For Vidal, who carried on the American Chronicles right through until the postwar period, American history had become full of politicians scheming to extend an American empire offshore, like Teddy Roosevelt — whom Vidal portrayed as a dangerous imperialist who annoyed Henry Adams — and his distant cousin, FDR, who like LBJ would, promised not to let Americans die in foreign wars.

After the Oklahoma Bombing in 1995 and then 9/11, Vidal took his basic thesis further, arguing the empire had now become a “national security state” that relied on the constant manufacturing of threats — communism, Islamic fundamentalism, domestic terrorism — to fund defence companies and curtail liberties, with presidents elected primarily to ensure funds kept flowing to America’s biggest corporations.

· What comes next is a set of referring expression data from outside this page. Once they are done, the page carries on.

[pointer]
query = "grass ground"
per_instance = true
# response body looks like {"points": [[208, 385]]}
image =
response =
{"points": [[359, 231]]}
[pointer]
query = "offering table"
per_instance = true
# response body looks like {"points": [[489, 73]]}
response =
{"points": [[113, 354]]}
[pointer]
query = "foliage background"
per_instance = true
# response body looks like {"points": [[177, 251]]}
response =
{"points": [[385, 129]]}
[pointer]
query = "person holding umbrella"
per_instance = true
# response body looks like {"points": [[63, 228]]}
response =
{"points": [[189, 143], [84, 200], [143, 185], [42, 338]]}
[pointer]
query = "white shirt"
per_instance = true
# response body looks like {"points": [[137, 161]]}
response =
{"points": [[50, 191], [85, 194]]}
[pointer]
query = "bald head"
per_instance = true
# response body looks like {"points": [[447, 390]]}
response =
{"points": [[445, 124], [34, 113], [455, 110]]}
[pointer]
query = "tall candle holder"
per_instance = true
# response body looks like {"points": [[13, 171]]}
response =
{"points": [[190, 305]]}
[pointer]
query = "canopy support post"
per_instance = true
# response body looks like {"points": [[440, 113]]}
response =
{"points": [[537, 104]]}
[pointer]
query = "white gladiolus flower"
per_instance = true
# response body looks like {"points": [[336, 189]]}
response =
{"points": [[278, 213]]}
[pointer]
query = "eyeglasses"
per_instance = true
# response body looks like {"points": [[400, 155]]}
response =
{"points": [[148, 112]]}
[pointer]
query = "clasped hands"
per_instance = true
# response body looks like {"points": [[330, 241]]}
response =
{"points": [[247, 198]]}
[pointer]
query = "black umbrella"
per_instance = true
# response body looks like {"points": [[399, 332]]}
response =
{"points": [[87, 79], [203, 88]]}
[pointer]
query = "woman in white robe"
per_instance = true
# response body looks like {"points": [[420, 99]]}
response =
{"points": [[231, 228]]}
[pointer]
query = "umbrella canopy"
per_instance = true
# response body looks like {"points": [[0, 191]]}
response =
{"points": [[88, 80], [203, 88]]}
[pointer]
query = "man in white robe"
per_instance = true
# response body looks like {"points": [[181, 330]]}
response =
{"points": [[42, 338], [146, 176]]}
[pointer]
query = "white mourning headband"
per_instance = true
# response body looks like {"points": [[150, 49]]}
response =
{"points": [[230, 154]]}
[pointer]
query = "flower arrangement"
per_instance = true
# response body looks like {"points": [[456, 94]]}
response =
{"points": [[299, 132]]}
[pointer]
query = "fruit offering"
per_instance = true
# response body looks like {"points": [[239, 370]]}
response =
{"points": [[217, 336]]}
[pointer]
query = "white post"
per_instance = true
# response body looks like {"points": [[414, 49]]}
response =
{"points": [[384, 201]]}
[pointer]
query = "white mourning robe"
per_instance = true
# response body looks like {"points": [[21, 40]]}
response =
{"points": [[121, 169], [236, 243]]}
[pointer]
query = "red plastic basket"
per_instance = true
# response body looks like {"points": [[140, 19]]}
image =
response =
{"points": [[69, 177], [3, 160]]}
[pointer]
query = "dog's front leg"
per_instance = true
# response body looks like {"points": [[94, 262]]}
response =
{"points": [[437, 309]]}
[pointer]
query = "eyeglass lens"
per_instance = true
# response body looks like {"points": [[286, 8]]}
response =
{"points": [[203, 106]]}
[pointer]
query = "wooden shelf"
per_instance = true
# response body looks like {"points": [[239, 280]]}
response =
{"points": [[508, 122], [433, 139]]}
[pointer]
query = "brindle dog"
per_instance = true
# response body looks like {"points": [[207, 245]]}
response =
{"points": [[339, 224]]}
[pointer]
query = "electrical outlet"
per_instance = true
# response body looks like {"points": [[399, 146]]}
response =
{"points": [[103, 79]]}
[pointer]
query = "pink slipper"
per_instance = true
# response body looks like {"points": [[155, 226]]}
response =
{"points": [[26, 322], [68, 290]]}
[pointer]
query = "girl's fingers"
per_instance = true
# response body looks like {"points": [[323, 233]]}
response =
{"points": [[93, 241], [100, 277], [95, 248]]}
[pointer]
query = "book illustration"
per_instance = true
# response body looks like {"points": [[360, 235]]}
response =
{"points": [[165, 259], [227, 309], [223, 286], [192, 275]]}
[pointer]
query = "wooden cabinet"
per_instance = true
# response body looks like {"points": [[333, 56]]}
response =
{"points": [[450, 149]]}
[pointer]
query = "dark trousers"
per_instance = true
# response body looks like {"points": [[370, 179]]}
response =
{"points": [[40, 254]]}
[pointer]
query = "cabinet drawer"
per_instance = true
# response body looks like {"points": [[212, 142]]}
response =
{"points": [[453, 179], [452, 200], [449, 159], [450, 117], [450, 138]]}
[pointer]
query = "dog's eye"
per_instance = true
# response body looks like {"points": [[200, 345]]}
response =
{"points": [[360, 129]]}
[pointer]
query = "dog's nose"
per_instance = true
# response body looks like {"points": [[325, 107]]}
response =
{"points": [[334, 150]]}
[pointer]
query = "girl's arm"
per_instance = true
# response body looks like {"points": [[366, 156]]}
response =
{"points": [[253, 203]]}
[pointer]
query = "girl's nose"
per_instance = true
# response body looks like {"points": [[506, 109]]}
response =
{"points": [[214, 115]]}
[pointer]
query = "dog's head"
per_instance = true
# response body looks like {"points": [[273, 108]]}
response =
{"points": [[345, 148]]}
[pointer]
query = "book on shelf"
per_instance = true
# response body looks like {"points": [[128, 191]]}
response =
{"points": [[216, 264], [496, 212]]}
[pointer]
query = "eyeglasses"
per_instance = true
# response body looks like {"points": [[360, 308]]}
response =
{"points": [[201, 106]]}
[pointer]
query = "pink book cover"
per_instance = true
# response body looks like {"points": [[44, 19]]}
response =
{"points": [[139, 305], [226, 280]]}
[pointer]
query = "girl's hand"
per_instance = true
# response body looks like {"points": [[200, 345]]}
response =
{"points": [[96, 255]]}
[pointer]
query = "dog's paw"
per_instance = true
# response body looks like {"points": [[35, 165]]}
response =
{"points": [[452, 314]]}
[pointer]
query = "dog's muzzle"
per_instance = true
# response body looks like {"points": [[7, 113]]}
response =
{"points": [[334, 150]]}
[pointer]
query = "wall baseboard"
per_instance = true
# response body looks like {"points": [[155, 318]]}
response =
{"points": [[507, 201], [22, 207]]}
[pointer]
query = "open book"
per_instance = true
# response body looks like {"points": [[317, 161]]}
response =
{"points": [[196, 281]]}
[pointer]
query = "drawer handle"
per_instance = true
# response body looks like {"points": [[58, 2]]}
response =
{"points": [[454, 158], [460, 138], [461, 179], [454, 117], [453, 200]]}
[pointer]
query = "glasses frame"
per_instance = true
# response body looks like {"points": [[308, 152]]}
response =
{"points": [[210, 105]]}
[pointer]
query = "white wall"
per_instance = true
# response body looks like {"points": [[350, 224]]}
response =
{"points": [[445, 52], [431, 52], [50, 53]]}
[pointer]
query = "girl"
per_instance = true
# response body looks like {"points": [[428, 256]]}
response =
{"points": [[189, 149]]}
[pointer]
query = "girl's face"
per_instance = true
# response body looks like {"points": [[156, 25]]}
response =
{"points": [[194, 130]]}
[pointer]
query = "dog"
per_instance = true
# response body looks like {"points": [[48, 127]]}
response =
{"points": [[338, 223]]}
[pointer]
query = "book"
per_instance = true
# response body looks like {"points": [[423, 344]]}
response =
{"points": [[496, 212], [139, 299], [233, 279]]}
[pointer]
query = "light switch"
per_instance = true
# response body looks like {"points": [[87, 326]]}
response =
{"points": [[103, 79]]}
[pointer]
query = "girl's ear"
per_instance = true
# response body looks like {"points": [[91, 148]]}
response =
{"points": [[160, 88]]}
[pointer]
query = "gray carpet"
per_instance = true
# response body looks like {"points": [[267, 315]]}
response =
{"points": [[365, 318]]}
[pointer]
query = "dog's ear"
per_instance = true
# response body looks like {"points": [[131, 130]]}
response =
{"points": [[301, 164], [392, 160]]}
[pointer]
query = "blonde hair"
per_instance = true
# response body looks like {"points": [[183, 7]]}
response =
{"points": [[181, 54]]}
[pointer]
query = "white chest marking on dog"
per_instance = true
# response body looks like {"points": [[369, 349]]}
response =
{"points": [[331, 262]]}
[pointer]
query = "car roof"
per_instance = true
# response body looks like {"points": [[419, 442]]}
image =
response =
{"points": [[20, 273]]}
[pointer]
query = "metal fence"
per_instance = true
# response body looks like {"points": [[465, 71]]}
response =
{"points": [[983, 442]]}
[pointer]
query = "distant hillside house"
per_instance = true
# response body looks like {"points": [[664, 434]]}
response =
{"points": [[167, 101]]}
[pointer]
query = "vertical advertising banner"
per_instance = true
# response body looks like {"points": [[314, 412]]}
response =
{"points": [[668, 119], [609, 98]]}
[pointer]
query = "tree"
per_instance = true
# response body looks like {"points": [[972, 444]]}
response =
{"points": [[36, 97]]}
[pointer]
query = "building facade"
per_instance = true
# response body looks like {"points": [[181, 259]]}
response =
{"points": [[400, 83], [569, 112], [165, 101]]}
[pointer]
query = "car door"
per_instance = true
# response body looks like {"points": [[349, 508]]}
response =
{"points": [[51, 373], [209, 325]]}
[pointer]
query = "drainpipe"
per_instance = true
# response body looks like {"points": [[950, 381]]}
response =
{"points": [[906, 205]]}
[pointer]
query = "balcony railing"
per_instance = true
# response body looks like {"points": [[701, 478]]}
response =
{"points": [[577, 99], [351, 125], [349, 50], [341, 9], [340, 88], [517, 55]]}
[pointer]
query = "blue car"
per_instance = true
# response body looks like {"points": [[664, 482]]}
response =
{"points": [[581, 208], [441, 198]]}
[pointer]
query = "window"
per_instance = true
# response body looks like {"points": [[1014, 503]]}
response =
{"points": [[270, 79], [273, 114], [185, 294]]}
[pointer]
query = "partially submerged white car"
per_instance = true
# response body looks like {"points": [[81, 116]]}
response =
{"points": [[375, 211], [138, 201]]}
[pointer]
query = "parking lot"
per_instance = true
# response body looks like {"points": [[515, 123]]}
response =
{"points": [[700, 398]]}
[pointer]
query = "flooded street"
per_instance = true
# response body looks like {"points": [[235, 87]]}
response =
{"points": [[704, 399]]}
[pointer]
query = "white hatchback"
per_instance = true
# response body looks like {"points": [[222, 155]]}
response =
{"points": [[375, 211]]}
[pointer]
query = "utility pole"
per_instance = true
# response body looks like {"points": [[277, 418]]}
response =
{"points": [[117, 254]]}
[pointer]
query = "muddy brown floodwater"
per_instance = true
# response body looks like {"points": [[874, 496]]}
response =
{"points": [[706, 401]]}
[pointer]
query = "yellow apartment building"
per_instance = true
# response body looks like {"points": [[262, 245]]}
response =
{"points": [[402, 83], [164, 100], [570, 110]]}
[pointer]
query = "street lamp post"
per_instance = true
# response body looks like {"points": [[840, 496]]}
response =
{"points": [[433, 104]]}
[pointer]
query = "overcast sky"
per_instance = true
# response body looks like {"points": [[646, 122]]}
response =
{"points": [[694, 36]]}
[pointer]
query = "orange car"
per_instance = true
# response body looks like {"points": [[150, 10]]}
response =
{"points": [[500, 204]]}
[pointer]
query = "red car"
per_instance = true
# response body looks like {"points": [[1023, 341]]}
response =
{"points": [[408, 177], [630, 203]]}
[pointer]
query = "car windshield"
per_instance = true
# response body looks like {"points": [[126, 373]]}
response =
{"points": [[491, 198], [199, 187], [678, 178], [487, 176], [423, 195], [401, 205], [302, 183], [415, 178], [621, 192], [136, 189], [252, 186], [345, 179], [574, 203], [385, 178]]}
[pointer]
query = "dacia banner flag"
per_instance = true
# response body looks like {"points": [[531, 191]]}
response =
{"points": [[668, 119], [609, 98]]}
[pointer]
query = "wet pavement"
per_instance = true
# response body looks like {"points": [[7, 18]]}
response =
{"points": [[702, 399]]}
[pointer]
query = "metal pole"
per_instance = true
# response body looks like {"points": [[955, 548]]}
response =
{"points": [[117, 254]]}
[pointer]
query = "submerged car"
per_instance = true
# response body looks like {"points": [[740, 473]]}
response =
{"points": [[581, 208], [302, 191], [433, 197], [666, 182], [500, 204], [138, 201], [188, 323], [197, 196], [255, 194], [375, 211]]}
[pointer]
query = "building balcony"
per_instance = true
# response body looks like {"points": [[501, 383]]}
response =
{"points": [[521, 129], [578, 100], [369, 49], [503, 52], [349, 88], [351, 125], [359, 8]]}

Vidal was in many ways a perfect representation of the 20th century West. Not merely did his life encompass many of the most important events of the century, his political, literary and Hollywood careers made him a peculiar junction of many cross-currents and other historical figures. This was a man who not merely knew the Kennedys and Clintons but many of the most important figures in world literature (his account of the funeral of Italo Calvino, which Vidal made a rare exception and attended, is very moving), was close friends with Paul Newman (the under-appreciated Newman western Left-Handed Gun is from a Vidal play), hobnobbed with British royals and of course feuded relentlessly with all manner of enemies, most famously Norman Mailer (a one-time friend on the postwar New York literary scene; age eventually restored a semblance of good relations between the pair) and Truman Capote.

Some say for all his literary prowess as a novelist, it is Vidal’s work as an essayist that is his greatest achievement, and it’s hard to dismiss that. His historical novels — the best are Burr, Lincoln and 1876, the first three of the American Chronicles novels, and Julian — deftly combined historical insight (the toxic role of religion was another favourite theme) with page-turning drama. They also frequently ended with surprise twists that recast much of what the reader had thought was happening.

But his essays gave full vent to a wicked wit, omnivorous reading and the excuse to go after his many and varied targets: academics, mainstream politicians, American culture (“the television commercial is the only true American art form” he once declared) and, above all, the transformation of the republic of the founders into an empire of nightmares.